Vitamin K and serum osteocalcin


October 7, 2014

Vitamin K is a fat soluble vitamin that has several known roles in the body, and several
that are just beginning to be understood and researched in the scientific community. Vitamin K is
found in many food sources, like leafy greens, but is also synthesized by a variety of microbes,
many of whom commonly dwell in the human intestines, contributing to circulating levels.
Vitamin Ks role in blood clotting has been widely known for quite some time, but the vitamins
role in carboxylating glutamic acid, and what carboxylated proteins role, or lack thereof, in the
body is still an area in need of research and understanding. Vitamin Ks relationship to bone
density and vascular calcification is an area of research that is currently very popular.
The main purpose of the research, Effect of Phylloquinone (Vitamin K1) Supplementation
for 12 Months on the Indices of Vitamin K Status and Bone Health in Adult Patients with Crohns
Disease, was to assess the results of supplementation of phylloquinone or vitamin K1, along with
calcium and vitamin D, on carboxylated osteocalcin in serum as well as effects on bone mineral
density in patients with Crohns Disease compared to control.
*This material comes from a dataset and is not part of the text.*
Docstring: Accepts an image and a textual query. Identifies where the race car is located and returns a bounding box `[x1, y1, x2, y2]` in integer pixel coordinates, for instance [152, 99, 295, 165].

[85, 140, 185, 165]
It has been widely known that
inflammatory bowel diseases can affect vitamin and mineral absorption in the intestines,
resulting in deficiency, even when dietary intake is adequate. Other studies have looked at
vitamin K deficiencies in inflammatory bowel diseases in pediatrics (Nowak et al., 2013) as well
as assessed anemia and iron deficiency in patients with inflammatory bowel disease (Alves,
Miszputen, & Figueiredo, 2014). It is also known that vitamin K works in the body to
carboxylate glutamic acid, and one measure of this in serum uncarboxylated osteocalcin.
Carboxylated osteocalcin is thought to bind calcium more easily making it available for bone
matrix growth (Cristiani et al. 2014). Growing interest in how vitamin K relates to bone health as
well as vascular calcification makes this study important to the scientific community.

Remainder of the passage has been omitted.